Appleプラットフォームのセキュリティ
安全なiCloudキーチェーン復元
iCloudキーチェーンは、Appleがパスワードおよびその他のデータを読み取れるようにすることなく、キーチェーンをAppleにエスクロー(預託)します。ユーザは、デバイスを1つしか持っていない場合でも、キーチェーン復元によってデータの損失を防止できます。これは、Safariを使ってWebのアカウント用にランダムで強力なパスワードまたはパスキーを生成する場合に特に重要です。これらのパスワードの記録はキーチェーンにしか残らないためです。
キーチェーン復元は、この機能をサポートするためにAppleが開発した二次認証と安全なエスクローサービスによって実現されます。ユーザのキーチェーンは強力なパスコードを使って暗号化され、条件が厳密に満たされた場合にのみ、エスクローサービスからキーチェーンのコピーが提供されます。
二次認証を使用する
強力なパスコードを確立する方法は複数あります:
そのユーザのアカウントで2ファクタ認証が有効になっている場合、エスクローしたキーチェーンがデバイスのパスコードを使って復元されます。
2ファクタ認証が設定されていない場合、ユーザは6桁のパスコードを指定してiCloudセキュリティコードを作成するよう求められます。または、2ファクタ認証を使用せずに、ユーザが独自の、長いコードを指定したり、暗号の仕組みによるランダムなコードをデバイスに作成させて、それを自分で記録して保管したりすることもできます。
キーチェーンのエスクロープロセス
パスコードが確立されると、キーチェーンがAppleにエスクローされます。iOS、iPadOS、またはmacOSデバイスは、まずユーザのキーチェーンのコピーを書き出したあと、非対称キーバッグにある鍵でラップして暗号化し、ユーザのiCloudのキー値ストレージ領域に保存します。キーバッグはユーザのiCloudセキュリティコードと、エスクローレコードが保存されるHSM(ハードウェアセキュリティモジュール)クラスタの公開鍵でラップされます。これがユーザのiCloudエスクローレコードになります。2ファクタ認証が有効なアカウントの場合、キーチェーンはCloudKitにも保存され、iCloudエスクローレコードの内容でのみ復元可能な中間キーにラップされるため、同じレベルの保護が提供されます。

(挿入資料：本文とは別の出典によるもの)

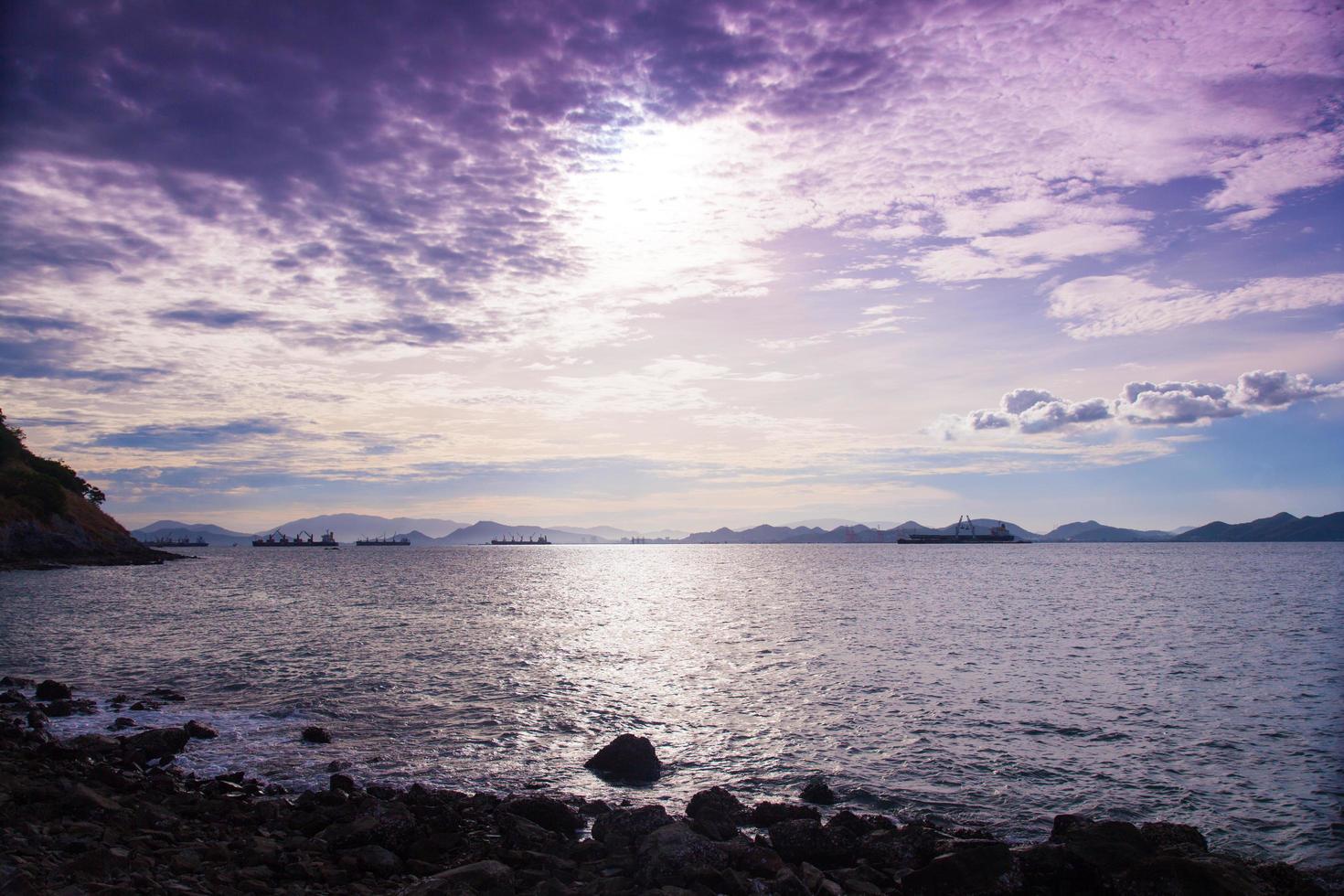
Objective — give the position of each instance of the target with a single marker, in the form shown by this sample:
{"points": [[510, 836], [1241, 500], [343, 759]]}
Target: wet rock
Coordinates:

また、エスクローレコードの内容によって、復旧中のデバイスがiCloudキーチェーンに再度参加することが許可され、復旧中のデバイスがエスクロープロセスを正常に実行したため、アカウントのオーナーによって認証されたことが既存のデバイスに証明されます。
注記: セキュリティコードの確立に加えて、ユーザはiCloudアカウントに電話番号を登録する必要があります。これにより、キーチェーン復元中に二次認証が提供されます。ユーザはSMSメッセージを受信します。復元を続行するためには、これに返信する必要があります。